Jika kita mengutip kata-kata heroik Bung Karno, "revolusi belum selesai", mungkin kita mengatakan betapa benarnya kata-kata itu, melihat apa yang terjadi di Tunisia, Mesir, Libya, dan beberapa negara Timur Tengah serta Afrika Utara. Tetapi di Indonesia, benarkah revolusi belum selesai? Belum, kata yang anti Nurdin Halid, dan mereka kemudian meneriakkan Revolusi PSSI.
Dengan segenap permohonan maaf, membandingkan yang terjadi di beberapa negara Timur Tengah dengan "PSSI", tentu agak menggelikan, karena kata revolusi di situ terasa gagah dan kegedean, untuk sesuatu yang sederhana, yakni menegakkan hukum atau aturannya.
Revolusi yang dimaksud Bung Karno, ialah mengenai sesuatu yang bersifat paradigmatik, bukan kasuistik. Ialah perubahan drastis, mendasar dan besar-besaran dari satu cara pandang ke cara pandang yang memperbaruinya. Sesuatu yang bersifat basic, elementer, berkaitan dengan ideologi, mindset, cara pandang, mentalitas, cara berfikir, sikap hidup, sebagai buah dari aksi-reaksi keseharian yang dianggap monotone dan involutif, mandeg, kering, menipu.
Jika kita melihat perjalanan bangsa dan negara sejak 1957 (Demokrasi Terpimpin), 1963 (Sekber Golkar), 1966 (Orde Baru), 2009 (Indonesia Bersatu II), revolusi bukan saja sudah selesai, tapi sudah mati. Kita telah sampai pada zona aman bernama rakyat a-politis, apatisme, patron-klien, elitisme politik, dan tidak adanya korelasi lagi antara rakyat dan negara, karena negara dan aparatusnya berselingkuh dengan pasar (dengan berbagai dalih dan bentuk).

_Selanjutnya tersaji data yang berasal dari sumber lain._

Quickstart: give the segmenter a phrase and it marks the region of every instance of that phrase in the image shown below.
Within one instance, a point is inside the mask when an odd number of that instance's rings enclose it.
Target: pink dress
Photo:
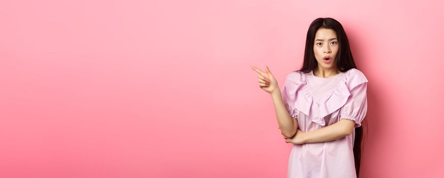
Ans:
[[[351,69],[332,78],[313,71],[287,75],[281,93],[286,108],[303,132],[318,130],[345,118],[355,127],[367,112],[367,82],[360,71]],[[325,142],[294,144],[288,162],[288,178],[356,178],[353,146],[355,130],[347,136]]]

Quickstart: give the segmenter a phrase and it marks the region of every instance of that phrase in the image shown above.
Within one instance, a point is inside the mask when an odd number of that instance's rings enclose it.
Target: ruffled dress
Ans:
[[[287,111],[303,132],[318,130],[341,119],[361,123],[367,112],[367,83],[353,68],[331,78],[313,71],[287,75],[281,90]],[[294,144],[288,162],[288,178],[356,178],[352,134],[328,142]]]

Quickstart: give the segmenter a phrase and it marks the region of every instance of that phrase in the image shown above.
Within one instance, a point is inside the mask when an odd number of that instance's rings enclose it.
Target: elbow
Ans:
[[[344,129],[343,131],[344,136],[350,135],[353,132],[353,130],[355,129],[354,127],[352,127],[351,128],[346,128],[346,129]]]
[[[291,138],[294,136],[296,134],[296,131],[294,130],[291,132],[281,131],[281,133],[282,133],[282,135],[283,135],[284,137],[287,138]]]

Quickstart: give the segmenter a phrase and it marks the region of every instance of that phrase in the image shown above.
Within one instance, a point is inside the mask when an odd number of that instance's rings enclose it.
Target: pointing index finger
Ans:
[[[262,71],[261,71],[261,70],[260,69],[258,69],[258,68],[256,68],[256,67],[253,67],[253,66],[251,66],[251,69],[253,69],[253,70],[254,70],[255,71],[256,71],[258,73],[261,74],[261,75],[262,75],[262,76],[264,76],[264,77],[266,76],[267,76],[267,74],[265,74],[265,72],[263,72]]]

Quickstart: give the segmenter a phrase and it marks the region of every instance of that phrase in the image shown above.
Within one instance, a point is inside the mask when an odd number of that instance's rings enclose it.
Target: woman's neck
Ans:
[[[323,69],[316,68],[313,70],[313,75],[318,77],[330,78],[340,73],[341,72],[336,68],[332,69]]]

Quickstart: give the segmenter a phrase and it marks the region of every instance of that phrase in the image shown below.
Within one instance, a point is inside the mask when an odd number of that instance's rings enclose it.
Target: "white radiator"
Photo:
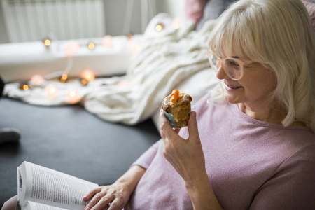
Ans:
[[[2,0],[10,42],[102,37],[104,0]]]

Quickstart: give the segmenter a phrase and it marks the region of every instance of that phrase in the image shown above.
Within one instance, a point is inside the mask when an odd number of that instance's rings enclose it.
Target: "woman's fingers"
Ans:
[[[192,139],[199,139],[198,124],[197,123],[197,113],[192,111],[188,121],[189,138]]]
[[[92,210],[102,210],[103,209],[103,208],[106,206],[109,203],[112,202],[114,200],[115,196],[111,194],[103,196],[100,200],[99,200],[97,203],[94,205]]]
[[[177,134],[179,132],[179,129],[173,130],[173,127],[169,125],[163,110],[161,109],[160,112],[160,132],[161,133],[162,139],[174,138],[178,136]]]

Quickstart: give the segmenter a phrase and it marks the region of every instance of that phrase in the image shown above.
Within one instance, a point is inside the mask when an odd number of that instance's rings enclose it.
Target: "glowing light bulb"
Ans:
[[[43,40],[43,43],[48,48],[49,46],[51,45],[51,40],[49,38],[44,38]]]
[[[107,48],[113,48],[113,36],[105,36],[102,40],[102,44]]]
[[[71,57],[78,50],[80,45],[75,41],[67,42],[64,48],[64,52],[66,56]]]
[[[78,92],[75,90],[70,90],[68,92],[68,100],[70,104],[76,104],[80,101],[80,97],[78,94]]]
[[[94,50],[95,48],[95,44],[94,43],[92,43],[92,42],[90,42],[90,43],[89,43],[88,44],[88,48],[90,50]]]
[[[90,82],[95,78],[95,75],[92,71],[86,69],[83,72],[82,72],[81,77]]]
[[[128,37],[128,39],[132,39],[132,34],[130,33],[130,34],[127,34],[127,37]]]
[[[68,75],[66,74],[63,74],[60,78],[60,82],[64,83],[66,82],[67,80],[68,80]]]
[[[45,88],[46,97],[49,99],[53,99],[58,96],[58,88],[53,85],[48,85]]]
[[[88,85],[88,84],[89,83],[86,79],[85,79],[83,78],[80,78],[79,80],[80,80],[80,83],[81,84],[81,85],[83,85],[83,86]]]
[[[160,31],[164,29],[164,24],[162,23],[159,23],[155,26],[155,30],[157,31]]]
[[[27,90],[29,89],[29,85],[25,83],[22,83],[20,84],[20,90]]]
[[[31,77],[29,83],[32,85],[41,85],[44,83],[44,81],[45,80],[41,76],[36,74]]]

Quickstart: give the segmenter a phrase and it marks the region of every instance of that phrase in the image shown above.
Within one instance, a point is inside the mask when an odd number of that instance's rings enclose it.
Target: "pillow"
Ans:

Indonesia sudah frozhen, masuk dalam kotak beku formalisme dalam berfikir, pragmatisme dalam bersikap, dan vandalisme dalam bertindak.
Jika demikian, teriakan Bung Karno menjadi relevan, bahwa revolusi belum selesai, karena itulah yang mesti dibongkar. Revolusi berfikir, revolusi bersikap, dan revolusi bertindak. Keluar dari titik beku bernama zona aman, out of the box. Karena revolusi macam "Revolusi PSSI" pun, tampak sebagai manifestasi dari kebuntuan kita berfikir. Itu hanyalah buah dari elitisme politik dan mekanisme patron-klien. Kasuistik dan bukan substansi. Kalau hukum ditegakkan dan kita punya pemimpin yang jelas, persoalan PSSI itu soal gampang. Betapa menderitanya untuk menurunkan Nurdin Halid saja harus seperti itu. Sangat infotainment!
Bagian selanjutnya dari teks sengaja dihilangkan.